Lawmakers to get tax-surplus data
State's monthly estimates were halted a year ago
State lawmakers will order at least quarterly tax revenue surplus or deficit reports, legislative leaders decided Tuesday.
The change will give lawmakers current-year tax and budget spending comparisons to make up for the old monthly estimates, which stopped a year ago after the chief economist for the Utah Tax Commission retired.
Since that economist, Doug Macdonald, left the commission in the spring of 2006, tax commissioners announced they would no longer try to estimate real-time budget surpluses or deficits as part of their monthly TC23 tax revenue report, leaving lawmakers and the public wondering just how large of a tax surplus the state was running.

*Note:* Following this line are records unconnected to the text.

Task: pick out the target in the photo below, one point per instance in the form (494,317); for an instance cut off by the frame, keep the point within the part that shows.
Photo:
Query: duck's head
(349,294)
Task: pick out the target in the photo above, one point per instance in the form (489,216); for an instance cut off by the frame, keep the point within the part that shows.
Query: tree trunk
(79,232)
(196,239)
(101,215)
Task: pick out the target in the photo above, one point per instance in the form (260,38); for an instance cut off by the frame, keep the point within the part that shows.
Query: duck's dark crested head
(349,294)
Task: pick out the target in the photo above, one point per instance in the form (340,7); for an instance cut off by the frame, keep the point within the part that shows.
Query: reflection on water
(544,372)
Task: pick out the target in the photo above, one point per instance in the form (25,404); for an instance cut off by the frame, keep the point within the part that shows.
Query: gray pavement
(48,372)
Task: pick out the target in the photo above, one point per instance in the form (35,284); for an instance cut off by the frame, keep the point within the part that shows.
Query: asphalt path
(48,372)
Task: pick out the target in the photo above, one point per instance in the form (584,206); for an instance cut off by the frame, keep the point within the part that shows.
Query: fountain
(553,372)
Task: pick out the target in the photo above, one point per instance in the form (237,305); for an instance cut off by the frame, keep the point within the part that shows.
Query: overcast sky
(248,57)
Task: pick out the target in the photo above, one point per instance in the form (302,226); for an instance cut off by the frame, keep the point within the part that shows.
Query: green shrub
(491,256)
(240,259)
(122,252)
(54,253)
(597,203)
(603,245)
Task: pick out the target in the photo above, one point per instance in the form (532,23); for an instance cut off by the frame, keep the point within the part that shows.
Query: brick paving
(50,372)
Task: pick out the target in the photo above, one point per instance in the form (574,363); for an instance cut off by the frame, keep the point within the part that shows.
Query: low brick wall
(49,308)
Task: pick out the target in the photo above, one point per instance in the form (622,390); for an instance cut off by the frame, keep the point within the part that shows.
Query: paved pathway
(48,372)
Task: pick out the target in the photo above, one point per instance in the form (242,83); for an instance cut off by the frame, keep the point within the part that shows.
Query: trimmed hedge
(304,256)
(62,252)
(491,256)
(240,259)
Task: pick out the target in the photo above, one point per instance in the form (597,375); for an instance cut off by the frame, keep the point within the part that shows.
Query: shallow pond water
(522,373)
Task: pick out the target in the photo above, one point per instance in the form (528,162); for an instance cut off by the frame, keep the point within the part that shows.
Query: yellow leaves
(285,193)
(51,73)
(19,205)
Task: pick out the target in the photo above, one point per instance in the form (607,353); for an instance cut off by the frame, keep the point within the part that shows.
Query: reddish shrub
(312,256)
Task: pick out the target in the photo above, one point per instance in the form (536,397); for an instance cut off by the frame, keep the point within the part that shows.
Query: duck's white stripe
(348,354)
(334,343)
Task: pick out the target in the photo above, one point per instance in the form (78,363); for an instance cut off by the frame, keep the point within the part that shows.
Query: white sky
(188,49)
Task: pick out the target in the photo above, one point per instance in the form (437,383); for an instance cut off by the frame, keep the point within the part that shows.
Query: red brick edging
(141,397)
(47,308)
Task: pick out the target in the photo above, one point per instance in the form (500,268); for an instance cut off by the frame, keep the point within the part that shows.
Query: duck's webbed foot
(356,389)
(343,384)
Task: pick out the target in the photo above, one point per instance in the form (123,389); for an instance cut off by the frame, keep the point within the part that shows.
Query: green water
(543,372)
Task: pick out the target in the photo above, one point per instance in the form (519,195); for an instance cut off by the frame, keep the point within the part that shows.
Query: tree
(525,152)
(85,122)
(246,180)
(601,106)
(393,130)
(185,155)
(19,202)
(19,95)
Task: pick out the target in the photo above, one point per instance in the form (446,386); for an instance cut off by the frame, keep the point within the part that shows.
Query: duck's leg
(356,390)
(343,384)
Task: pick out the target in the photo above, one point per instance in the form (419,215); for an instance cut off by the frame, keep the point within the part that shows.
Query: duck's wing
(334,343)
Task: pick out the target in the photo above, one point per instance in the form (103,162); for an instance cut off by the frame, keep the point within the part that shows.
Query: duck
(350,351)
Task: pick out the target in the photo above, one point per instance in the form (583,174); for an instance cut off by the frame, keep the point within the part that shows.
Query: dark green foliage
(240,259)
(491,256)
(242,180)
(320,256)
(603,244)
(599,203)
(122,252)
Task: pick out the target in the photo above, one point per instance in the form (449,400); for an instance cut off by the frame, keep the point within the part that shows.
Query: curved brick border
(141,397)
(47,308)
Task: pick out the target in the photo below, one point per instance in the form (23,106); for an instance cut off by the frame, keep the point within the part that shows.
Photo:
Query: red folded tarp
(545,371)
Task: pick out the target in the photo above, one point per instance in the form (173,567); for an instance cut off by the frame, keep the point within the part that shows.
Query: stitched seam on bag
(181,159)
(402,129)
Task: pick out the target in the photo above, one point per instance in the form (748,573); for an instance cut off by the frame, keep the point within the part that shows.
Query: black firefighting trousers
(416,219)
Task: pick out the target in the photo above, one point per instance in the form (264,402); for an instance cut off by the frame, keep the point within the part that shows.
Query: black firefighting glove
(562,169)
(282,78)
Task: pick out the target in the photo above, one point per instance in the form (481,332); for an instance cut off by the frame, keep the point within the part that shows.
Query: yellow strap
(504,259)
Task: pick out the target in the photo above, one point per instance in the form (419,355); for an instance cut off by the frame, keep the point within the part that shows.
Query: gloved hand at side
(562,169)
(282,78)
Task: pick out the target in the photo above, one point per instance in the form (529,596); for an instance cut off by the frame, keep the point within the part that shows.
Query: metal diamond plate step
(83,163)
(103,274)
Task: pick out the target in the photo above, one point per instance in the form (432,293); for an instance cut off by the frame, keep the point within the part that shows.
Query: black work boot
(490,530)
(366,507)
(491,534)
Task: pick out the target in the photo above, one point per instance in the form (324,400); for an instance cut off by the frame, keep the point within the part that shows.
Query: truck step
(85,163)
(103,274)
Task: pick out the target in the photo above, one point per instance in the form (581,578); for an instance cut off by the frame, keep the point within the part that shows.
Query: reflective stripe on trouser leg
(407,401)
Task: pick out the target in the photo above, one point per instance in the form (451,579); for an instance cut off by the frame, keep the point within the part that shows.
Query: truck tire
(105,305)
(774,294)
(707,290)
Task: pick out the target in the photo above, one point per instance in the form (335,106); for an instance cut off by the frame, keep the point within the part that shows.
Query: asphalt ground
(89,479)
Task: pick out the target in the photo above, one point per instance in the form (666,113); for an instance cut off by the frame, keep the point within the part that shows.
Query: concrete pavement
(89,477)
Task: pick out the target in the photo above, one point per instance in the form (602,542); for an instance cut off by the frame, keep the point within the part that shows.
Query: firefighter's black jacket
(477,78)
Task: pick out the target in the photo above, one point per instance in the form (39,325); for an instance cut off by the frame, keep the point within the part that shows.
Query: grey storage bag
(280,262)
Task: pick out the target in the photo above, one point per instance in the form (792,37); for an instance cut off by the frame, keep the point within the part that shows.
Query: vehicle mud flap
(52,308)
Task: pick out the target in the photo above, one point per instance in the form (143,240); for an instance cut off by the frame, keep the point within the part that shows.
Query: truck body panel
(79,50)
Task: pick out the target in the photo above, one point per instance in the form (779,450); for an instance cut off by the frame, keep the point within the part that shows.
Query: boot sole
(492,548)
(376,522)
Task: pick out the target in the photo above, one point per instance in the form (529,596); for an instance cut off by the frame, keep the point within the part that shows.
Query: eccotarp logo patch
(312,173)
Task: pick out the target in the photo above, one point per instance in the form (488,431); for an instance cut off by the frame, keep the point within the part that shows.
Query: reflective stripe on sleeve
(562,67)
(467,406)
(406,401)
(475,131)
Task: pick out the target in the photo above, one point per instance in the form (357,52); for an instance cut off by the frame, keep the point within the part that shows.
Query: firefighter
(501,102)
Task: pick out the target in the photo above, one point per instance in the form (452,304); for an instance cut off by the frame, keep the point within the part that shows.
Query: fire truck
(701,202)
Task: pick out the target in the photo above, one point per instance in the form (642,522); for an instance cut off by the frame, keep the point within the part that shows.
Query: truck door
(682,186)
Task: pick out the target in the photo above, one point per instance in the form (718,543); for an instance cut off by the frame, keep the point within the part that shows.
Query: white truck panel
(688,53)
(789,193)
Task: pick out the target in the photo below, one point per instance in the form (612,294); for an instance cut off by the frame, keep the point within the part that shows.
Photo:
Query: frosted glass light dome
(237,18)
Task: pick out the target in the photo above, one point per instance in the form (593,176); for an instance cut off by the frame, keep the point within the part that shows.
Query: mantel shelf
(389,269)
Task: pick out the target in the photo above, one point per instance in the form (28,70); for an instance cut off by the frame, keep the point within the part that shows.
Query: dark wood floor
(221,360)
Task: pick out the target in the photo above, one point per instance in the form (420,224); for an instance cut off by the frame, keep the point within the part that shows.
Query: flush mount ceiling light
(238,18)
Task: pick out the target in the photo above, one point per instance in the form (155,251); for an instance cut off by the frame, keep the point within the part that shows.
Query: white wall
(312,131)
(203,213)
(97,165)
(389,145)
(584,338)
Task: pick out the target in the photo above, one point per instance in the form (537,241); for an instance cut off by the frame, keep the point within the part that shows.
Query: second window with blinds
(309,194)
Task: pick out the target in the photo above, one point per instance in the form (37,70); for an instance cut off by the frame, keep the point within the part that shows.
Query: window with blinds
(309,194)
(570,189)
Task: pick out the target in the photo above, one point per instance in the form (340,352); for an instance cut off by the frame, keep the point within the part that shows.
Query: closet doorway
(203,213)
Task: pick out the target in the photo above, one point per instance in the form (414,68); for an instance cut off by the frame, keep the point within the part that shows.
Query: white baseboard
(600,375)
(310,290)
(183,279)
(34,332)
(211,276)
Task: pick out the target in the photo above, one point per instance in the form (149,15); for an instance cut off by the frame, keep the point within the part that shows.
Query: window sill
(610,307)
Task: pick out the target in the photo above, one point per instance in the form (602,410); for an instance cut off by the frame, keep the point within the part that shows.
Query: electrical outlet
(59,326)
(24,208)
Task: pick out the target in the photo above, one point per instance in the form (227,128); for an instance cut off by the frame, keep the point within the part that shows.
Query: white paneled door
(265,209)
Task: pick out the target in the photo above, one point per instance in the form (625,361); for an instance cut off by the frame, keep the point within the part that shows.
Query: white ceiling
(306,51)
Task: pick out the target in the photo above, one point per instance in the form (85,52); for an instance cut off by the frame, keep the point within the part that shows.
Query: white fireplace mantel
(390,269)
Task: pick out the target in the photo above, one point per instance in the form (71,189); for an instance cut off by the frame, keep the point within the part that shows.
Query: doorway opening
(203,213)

"Especially toward the end (of the state's fiscal year June 30) I found those estimates helpful," said House Minority Leader Ralph Becker, D-Salt Lake.
But there was little doubt that some legislators found the monthly budget surplus estimates regularly reported in some news media outlets politically disquieting.
For example, during some of the majority GOP legislators' re-election bids in 2006, incumbents' fiscal conservatism was questioned for allowing the state to run tax surpluses of hundreds of millions of dollars.
When the Tax Commission refused to include budget surplus numbers in its reports, those numbers became unavailable for public debate during the spring and summer campaign seasons.
The Legislative Executive Appropriations Committee, made up of House and Senate leaders from both parties, voted Tuesday afternoon to require the current Budget Assumption Committee to meet in May and September each year to come up with budget surplus numbers.
Currently, that committee made up of economists from the executive and legislative branches, private industry and university business professors meets in late November to come up with tax surplus projections for Gov. Jon Huntsman Jr.'s proposed budget (released in mid-December) and in early February to provide legislators with updated revenue/surplus numbers before lawmakers open the current year's budget to spend more money and set the final budget for the upcoming fiscal year.
Requiring May and September tax surplus updates provides state leaders and the public with two more "glimpses" of state tax collections/budget surpluses, leaders said.